In the same fashion as a normal SQL clustered index, a clustered Columnstore index is used to define how the underlying data is stored on the physical disks. A table with a Columnstore index is first broken down into segments and organised into row groups. Each of these row groups can hold from 102,400 to 1,048,576 rows. Once this row group is identified it is broken into column segments, these are then compressed and inserted into the actual Columnstore.
If we look at how SQL handles smaller amounts of data (under 100,000 records), this data is staged in what is known as a Deltastore. Once the Deltastore reaches the maximum size this can then be drained and the data processed into a new row group.
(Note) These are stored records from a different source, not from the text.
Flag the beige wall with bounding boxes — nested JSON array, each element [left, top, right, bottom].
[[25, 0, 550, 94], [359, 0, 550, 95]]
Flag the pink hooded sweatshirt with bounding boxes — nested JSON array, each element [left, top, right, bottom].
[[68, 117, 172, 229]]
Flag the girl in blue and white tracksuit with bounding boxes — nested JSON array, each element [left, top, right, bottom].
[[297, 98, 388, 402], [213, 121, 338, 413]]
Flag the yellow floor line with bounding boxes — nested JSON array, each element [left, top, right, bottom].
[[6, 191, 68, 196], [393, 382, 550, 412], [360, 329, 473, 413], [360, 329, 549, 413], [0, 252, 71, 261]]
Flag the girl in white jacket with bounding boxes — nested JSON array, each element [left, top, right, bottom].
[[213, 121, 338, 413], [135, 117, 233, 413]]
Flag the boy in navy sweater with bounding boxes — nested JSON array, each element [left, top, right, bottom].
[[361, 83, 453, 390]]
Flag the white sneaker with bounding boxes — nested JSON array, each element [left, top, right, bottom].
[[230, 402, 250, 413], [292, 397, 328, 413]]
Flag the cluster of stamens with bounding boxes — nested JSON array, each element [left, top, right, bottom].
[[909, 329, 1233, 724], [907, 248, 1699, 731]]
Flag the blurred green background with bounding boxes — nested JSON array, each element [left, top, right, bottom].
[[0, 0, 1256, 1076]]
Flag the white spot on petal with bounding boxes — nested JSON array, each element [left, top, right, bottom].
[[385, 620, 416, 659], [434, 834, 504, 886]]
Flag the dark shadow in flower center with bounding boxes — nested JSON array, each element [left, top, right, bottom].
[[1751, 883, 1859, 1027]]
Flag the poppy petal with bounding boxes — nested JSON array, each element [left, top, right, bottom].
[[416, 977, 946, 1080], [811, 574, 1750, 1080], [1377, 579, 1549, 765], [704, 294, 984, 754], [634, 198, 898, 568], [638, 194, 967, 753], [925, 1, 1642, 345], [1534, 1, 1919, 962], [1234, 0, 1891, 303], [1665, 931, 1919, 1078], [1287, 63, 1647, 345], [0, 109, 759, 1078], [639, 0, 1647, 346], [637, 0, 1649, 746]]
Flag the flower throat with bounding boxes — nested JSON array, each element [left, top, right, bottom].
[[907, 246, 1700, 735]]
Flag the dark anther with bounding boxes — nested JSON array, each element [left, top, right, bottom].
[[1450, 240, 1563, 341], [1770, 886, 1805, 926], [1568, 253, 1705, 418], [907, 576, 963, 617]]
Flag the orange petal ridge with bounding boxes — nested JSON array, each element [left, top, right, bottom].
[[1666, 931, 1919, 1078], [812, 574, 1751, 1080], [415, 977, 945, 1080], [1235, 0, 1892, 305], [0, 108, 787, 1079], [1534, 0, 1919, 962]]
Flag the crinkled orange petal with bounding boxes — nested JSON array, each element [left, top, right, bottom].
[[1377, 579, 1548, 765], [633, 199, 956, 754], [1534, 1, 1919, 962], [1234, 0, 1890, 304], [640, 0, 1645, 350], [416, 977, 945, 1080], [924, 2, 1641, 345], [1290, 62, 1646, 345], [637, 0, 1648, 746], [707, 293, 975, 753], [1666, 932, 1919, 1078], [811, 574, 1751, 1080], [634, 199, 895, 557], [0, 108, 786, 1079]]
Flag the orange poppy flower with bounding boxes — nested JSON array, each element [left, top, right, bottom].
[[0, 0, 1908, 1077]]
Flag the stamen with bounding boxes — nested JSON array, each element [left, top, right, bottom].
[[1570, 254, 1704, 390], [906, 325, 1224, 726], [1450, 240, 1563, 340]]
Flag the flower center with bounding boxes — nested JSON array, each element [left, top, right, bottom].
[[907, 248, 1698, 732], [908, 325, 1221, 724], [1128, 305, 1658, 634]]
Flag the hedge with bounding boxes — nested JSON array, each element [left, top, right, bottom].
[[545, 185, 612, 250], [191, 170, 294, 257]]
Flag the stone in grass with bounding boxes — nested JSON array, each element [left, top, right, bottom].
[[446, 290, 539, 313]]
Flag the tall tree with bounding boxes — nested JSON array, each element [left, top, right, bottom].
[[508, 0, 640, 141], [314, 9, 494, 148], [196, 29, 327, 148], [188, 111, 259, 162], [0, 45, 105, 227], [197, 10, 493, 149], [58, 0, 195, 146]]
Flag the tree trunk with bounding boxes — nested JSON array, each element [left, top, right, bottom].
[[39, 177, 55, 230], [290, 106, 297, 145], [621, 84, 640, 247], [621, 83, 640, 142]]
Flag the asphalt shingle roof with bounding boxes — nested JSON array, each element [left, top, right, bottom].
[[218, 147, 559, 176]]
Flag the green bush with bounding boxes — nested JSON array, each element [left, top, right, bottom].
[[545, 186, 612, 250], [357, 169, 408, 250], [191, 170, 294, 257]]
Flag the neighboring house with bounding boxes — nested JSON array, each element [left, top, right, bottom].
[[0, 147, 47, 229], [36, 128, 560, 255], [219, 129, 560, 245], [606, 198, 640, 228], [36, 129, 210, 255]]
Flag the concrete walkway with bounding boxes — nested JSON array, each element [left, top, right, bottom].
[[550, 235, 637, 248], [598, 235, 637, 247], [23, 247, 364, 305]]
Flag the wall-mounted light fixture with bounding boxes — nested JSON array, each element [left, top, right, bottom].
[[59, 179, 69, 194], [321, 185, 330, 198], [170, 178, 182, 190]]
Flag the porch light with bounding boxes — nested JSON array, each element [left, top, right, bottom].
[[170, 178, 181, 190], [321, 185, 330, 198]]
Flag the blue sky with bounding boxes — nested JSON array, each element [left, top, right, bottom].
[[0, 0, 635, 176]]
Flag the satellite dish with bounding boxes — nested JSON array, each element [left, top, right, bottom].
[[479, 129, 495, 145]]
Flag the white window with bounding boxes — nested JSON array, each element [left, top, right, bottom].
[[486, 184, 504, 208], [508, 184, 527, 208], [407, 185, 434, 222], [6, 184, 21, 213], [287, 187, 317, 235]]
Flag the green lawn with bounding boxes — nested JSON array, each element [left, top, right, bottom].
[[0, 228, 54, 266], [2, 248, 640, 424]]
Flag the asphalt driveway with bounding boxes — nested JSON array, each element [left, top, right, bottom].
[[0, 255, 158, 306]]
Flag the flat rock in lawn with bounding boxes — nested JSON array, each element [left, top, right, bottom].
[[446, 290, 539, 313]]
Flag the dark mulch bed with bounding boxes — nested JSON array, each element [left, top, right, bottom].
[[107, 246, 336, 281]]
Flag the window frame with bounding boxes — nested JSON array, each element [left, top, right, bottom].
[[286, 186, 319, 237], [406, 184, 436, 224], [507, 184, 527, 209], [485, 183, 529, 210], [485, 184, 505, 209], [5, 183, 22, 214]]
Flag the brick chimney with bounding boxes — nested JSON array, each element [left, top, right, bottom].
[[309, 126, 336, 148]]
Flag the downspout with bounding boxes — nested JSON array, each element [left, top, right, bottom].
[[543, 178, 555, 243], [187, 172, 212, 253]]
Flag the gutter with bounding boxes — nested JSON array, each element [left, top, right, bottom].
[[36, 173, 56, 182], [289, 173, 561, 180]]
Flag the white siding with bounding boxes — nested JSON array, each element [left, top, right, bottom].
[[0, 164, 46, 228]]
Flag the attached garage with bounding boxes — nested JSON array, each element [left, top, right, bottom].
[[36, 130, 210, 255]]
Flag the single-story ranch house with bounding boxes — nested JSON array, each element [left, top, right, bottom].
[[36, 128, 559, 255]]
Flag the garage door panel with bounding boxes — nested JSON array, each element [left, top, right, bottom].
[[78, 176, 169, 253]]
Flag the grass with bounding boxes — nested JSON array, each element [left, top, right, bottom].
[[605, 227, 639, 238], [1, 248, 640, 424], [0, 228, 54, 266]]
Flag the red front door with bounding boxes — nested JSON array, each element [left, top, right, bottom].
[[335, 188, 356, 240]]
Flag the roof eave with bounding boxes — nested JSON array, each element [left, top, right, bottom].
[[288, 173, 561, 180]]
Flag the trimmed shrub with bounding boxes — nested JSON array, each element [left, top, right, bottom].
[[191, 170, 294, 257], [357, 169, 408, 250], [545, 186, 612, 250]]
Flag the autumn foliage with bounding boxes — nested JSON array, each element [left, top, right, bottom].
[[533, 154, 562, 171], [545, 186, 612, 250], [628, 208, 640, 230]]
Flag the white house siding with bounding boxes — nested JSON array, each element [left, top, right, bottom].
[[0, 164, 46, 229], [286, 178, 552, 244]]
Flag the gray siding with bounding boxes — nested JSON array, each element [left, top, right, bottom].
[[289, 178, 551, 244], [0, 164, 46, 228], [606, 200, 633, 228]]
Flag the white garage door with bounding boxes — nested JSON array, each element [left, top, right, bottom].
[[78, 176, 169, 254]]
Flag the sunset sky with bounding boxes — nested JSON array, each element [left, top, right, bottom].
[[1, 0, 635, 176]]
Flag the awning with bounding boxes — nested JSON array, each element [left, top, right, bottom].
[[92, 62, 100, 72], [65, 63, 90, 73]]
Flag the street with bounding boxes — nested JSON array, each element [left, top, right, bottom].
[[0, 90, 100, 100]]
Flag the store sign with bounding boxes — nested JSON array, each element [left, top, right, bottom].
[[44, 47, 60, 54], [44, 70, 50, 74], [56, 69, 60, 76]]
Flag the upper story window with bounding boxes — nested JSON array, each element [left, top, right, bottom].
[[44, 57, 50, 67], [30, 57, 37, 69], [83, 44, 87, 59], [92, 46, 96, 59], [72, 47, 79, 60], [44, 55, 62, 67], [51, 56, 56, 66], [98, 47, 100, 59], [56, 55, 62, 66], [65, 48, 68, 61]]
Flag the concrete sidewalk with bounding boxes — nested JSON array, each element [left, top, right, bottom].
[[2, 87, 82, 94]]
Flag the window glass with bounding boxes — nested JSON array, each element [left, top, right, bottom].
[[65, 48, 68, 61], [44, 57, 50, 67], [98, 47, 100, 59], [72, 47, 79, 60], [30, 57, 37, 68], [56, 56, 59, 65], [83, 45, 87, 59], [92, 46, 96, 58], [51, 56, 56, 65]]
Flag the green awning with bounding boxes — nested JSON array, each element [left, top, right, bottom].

The Deltastore in question is closed while this operation is taking place but the operation itself is not blocking for the whole table. Additional Deltastore will be generated for the table while the current Deltastore is drained and if the table itself is partitioned then each partition has its own set of Deltastores.
NOTE: Unlike previous version of Columnstore indexes, this new clustered version in SQL 2014 must include all columns on the table. This is because there is no other heap or clustered index to fall back on for the rest of the row. So this means that clustered Columnstore indexes cannot be combined with other types of indexes.